Here is the copy/paste from my validate.php:
librenms@s-libre-cc:~$ ./validate.php
===========================================
Component | Version
--------- | -------
LibreNMS | 23.11.0-6-ga61c11db7 (2023-11-22T17:53:19-08:00)
DB Schema | 2023_11_21_172239_increase_vminfo.vmwvmguestos_column_length (274)
PHP | 8.1.2-1ubuntu2.14
Python | 3.10.12
Database | MariaDB 10.6.12-MariaDB-0ubuntu0.22.04.1
RRDTool | 1.7.2
SNMP | 5.9.1
===========================================
[OK] Composer Version: 2.6.5
[OK] Dependencies up-to-date.
[OK] Database connection successful
[OK] Database Schema is current
[OK] SQL Server meets minimum requirements
[OK] lower_case_table_names is enabled
[OK] MySQL engine is optimal
[OK] Database and column collations are correct
[OK] Database schema correct
[OK] MySQl and PHP time match
[OK] Active pollers found
[OK] Dispatcher Service not detected
[OK] Locks are functional
[OK] Python poller wrapper is polling
[OK] Redis is unavailable
[OK] rrd_dir is writable
[OK] rrdtool version ok
`Preformatted text`
thanks in advance for any ideas or assistance. I should note that i’m experiencing this issue regardless of transport method. Slack / email / pushover all are giving me the same results as described above.
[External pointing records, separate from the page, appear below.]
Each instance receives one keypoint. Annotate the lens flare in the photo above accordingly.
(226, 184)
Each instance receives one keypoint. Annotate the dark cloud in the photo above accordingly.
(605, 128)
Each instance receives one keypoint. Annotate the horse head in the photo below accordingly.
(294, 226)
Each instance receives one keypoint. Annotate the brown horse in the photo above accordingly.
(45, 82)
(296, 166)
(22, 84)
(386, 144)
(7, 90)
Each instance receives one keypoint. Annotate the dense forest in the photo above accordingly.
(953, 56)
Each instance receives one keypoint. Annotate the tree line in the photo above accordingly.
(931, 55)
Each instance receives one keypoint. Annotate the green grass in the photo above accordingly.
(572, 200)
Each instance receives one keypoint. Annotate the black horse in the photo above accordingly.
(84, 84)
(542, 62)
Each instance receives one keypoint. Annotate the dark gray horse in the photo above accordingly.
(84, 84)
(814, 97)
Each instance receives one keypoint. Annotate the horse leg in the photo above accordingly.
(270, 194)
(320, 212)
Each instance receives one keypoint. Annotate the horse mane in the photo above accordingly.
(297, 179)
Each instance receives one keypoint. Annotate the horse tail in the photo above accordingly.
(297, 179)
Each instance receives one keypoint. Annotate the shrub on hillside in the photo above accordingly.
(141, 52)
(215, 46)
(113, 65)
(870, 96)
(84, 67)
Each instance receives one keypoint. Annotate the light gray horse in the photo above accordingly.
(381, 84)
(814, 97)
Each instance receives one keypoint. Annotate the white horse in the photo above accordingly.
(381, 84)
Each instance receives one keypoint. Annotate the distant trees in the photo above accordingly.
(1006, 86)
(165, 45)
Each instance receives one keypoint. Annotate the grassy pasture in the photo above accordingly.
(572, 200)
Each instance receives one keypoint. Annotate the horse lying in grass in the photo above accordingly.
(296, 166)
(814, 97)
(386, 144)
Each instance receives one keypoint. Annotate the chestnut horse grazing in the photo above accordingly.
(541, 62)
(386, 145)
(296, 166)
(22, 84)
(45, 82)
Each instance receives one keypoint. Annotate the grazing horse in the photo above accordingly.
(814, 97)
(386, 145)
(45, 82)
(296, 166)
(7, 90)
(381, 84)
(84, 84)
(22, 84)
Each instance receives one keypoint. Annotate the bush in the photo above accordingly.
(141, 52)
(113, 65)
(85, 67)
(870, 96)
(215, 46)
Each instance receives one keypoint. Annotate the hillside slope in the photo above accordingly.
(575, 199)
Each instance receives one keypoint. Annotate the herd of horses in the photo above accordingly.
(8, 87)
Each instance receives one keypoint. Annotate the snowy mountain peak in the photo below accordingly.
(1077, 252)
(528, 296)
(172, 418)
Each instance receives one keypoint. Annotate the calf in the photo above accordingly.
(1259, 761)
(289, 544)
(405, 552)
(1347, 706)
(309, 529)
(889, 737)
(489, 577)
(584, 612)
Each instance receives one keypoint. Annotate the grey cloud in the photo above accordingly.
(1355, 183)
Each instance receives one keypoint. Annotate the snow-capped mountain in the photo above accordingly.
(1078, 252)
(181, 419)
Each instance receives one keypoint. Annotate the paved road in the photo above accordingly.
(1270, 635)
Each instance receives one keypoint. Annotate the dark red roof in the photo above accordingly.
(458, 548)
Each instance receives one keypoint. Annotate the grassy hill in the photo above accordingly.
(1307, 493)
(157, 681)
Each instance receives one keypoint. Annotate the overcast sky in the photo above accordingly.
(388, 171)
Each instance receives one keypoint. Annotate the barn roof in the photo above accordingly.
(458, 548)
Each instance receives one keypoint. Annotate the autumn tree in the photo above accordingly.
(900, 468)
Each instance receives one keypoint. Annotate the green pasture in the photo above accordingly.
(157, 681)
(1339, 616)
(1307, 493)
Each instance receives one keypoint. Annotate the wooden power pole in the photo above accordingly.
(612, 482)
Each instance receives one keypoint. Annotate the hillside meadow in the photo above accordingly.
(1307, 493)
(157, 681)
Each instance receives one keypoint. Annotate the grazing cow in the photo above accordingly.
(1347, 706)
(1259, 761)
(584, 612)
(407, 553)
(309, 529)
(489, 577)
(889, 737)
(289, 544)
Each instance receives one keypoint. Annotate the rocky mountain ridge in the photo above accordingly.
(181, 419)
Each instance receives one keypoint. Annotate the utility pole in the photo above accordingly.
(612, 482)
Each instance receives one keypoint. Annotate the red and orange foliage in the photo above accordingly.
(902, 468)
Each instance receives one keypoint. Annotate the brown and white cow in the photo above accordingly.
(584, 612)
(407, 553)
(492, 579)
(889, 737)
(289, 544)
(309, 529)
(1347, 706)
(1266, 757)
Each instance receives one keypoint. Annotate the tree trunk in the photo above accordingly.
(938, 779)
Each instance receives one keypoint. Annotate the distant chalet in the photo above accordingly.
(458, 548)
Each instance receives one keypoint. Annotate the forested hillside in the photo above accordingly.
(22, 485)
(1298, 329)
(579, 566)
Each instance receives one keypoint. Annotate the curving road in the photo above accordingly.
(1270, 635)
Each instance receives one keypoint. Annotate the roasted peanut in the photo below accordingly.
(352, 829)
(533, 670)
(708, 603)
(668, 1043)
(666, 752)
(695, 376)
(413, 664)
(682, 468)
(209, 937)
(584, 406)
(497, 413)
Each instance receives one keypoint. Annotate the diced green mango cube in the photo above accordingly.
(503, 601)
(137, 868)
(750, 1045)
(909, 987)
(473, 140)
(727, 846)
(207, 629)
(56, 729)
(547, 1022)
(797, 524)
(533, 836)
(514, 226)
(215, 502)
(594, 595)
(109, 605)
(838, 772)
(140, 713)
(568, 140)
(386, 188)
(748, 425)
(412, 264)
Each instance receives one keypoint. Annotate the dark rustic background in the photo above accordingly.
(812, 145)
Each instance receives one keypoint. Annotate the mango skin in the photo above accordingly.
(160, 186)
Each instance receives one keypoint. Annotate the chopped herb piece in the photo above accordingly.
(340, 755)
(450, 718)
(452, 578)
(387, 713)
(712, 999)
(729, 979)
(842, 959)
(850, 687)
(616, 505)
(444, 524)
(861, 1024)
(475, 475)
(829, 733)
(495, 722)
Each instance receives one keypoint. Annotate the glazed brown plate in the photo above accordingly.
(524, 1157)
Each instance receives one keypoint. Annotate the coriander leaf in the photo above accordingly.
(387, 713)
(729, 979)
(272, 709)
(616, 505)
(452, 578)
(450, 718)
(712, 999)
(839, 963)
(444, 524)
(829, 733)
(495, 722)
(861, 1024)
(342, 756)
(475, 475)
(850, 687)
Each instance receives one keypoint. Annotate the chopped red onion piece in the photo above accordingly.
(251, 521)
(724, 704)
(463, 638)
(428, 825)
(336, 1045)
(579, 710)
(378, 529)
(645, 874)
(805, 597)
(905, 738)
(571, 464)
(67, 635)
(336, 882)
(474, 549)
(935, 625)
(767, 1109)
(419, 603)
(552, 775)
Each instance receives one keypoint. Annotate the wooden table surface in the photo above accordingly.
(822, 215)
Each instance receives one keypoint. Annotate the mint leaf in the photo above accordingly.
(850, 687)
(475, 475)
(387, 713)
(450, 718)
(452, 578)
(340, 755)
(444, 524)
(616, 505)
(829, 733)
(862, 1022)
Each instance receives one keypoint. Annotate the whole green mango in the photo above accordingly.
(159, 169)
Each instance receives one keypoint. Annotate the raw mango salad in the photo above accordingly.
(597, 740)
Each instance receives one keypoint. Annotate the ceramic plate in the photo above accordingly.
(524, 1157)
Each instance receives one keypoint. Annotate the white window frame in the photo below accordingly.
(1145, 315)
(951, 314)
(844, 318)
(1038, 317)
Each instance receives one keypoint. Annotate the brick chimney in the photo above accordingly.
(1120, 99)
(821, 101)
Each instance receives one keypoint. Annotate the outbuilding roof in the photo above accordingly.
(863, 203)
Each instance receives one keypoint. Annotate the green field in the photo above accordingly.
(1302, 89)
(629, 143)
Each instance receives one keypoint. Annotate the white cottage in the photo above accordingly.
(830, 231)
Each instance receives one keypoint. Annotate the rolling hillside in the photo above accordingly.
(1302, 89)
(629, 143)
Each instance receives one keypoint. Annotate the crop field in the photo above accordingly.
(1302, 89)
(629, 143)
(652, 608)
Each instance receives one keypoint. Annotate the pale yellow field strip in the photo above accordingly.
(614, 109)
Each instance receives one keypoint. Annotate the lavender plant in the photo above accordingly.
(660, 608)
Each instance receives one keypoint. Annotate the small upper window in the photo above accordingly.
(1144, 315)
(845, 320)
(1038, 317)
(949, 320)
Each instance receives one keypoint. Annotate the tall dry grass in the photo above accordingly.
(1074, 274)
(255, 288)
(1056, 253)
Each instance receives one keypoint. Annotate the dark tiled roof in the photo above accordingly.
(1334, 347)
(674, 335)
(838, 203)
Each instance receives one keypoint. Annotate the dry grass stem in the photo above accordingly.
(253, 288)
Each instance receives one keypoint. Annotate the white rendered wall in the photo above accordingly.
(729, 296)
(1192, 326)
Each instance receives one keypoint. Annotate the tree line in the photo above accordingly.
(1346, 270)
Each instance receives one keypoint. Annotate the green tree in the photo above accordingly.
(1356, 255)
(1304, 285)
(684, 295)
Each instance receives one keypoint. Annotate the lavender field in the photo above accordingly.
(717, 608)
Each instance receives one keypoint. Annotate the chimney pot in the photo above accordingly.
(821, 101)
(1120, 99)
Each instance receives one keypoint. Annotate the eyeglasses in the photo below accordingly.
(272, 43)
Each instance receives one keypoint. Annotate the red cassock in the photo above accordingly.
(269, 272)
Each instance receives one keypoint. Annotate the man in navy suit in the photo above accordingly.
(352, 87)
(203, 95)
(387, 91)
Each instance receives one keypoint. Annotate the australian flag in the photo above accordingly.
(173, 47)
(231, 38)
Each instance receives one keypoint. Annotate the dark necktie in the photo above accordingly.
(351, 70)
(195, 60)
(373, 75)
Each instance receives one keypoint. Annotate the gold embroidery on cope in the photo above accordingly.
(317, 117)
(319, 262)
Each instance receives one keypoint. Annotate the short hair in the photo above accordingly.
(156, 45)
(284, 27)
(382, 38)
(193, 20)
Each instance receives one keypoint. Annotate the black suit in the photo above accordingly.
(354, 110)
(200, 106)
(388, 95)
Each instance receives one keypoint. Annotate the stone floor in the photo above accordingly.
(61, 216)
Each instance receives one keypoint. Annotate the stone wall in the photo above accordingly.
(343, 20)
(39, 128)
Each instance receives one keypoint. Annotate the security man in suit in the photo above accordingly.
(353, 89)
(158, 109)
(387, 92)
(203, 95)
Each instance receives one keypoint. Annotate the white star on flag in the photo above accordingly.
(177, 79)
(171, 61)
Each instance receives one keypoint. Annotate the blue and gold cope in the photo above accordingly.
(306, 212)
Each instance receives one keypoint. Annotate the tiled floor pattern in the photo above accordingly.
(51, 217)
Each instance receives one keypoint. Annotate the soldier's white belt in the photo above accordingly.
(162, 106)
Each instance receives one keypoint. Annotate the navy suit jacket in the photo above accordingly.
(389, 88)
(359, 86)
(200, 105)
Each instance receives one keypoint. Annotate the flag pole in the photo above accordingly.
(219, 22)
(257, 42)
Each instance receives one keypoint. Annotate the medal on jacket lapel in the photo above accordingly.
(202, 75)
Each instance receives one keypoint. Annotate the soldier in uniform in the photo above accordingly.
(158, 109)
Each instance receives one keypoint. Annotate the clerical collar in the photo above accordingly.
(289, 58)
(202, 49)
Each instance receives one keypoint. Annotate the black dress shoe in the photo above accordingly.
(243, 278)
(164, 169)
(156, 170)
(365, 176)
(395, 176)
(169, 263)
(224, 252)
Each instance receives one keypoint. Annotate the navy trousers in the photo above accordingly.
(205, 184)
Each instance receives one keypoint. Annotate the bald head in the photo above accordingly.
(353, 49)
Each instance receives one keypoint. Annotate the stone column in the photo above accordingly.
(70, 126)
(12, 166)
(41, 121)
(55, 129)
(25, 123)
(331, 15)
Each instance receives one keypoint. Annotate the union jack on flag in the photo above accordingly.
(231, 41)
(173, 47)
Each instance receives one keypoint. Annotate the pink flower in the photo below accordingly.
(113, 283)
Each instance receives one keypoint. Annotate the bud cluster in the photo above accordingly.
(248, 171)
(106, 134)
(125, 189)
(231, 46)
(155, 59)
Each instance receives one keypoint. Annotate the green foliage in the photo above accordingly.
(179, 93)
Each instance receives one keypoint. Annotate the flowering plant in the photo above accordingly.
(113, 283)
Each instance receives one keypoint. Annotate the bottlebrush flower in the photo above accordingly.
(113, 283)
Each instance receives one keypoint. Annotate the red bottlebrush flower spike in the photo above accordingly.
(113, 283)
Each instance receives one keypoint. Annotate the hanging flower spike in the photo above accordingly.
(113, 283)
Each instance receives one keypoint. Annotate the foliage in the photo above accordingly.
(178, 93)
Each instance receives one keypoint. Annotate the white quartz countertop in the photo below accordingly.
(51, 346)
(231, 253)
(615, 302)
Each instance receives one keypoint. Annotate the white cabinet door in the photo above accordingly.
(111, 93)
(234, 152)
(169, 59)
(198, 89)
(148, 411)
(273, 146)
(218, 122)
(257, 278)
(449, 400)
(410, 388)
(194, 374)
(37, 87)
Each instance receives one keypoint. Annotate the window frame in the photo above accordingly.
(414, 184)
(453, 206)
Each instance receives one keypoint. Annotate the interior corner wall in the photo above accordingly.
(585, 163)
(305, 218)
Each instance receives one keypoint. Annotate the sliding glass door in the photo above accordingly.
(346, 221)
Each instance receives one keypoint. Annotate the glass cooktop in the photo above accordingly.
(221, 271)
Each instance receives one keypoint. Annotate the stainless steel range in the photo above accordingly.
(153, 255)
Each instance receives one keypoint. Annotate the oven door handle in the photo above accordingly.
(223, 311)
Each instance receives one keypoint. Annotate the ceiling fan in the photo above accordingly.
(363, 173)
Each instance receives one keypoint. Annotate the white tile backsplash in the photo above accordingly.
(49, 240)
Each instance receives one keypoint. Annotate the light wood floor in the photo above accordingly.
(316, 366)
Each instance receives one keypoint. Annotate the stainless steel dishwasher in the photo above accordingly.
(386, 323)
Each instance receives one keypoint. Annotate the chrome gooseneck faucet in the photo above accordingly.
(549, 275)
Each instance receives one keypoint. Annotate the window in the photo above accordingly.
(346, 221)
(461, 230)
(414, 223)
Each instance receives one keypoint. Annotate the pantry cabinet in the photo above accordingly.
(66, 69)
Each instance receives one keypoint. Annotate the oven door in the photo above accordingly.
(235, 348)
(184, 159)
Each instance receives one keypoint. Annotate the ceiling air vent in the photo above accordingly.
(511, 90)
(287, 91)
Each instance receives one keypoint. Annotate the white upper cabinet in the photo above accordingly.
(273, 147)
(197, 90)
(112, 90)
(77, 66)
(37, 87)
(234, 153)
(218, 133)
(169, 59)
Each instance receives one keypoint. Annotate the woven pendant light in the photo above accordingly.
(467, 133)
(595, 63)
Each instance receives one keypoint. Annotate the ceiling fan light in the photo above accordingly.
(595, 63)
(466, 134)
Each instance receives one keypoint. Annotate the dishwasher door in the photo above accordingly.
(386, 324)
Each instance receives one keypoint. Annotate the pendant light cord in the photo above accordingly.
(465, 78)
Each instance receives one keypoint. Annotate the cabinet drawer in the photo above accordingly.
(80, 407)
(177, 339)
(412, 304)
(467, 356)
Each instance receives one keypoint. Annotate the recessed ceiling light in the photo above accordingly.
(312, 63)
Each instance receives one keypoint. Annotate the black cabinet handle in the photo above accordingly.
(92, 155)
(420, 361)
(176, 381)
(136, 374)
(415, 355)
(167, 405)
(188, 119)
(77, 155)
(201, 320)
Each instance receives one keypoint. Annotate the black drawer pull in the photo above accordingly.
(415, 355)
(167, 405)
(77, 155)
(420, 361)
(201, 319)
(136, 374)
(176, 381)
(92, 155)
Laf – thanks for the suggestions. I dug through some event logs and alert logs and the results are a little bit intermittent, on the event log I see a few alerts that fired (…along with the transport) with the matching recovery’s, and some that have just the fired alert. however, when i look at the specific device alert history, i see the alert and matching recovery event.
Presently i’m only running two active alerts: ping latency > 300ms and your standard “device is down” alert (macros.device_down = 1 AND devices.status_reason = “icmp”). I just double checked that both rules are set to “max alert = 1” with recovery “on”. I’m going to watch it another day or two and post the results.
for what it’s worth, here’s a screenshot of the most recent alerts filtered from the event log (…no need for me to scrub the hostnames, they’re all internal devices…). the “ccbms-redbud” recovery event is legit from a previous outage. you can see, however, that ccad3 fired a alert but never a recovery (…in reality the device recovered within 60 seconds) – maybe thats a clue. the alert fired and recovered during the first interval/delay cycle – like it was a blip on the radar. that’s still a concern though because it tells you there was a blip but leaves you hanging.
Ask and ye shall receive. here are event log snips from “ccad3” and another device “s-iphc-4” (edit: i’ll upload that image in a second reply since i’m a “new” user). both are ping only devices but I’m seeing this behavior regardless if its a ping only, or a full-fledge SNMP polled device.
it seems to be intermittent and tied to flap/blip events. if the device recovered prior to ever sending an alert, i can live with that. however firing an alert w/transport and no matching recovery w/transport could cause doubt in if the device is truly recovered or not.
So the order of events for ccad3 shows everything correctly, s-iphc-4 is missing one recovery alert as you can see. However what’s odd is the events aren’t in timestamp order. It might be worth checking the time across all the servers you are running for LibreNMS to see if anything is slightly out.
I must be blind – can you tell me which events are not in timestamp order? the screenshot is sorted by timestamp so i’m looking at that column as i type this. unless you mean the order of events themselves is not correct (like a recovery being fired before the alert itself).
regarding the time across servers – i’m currently running LNMS on a single box which has the correct time and date.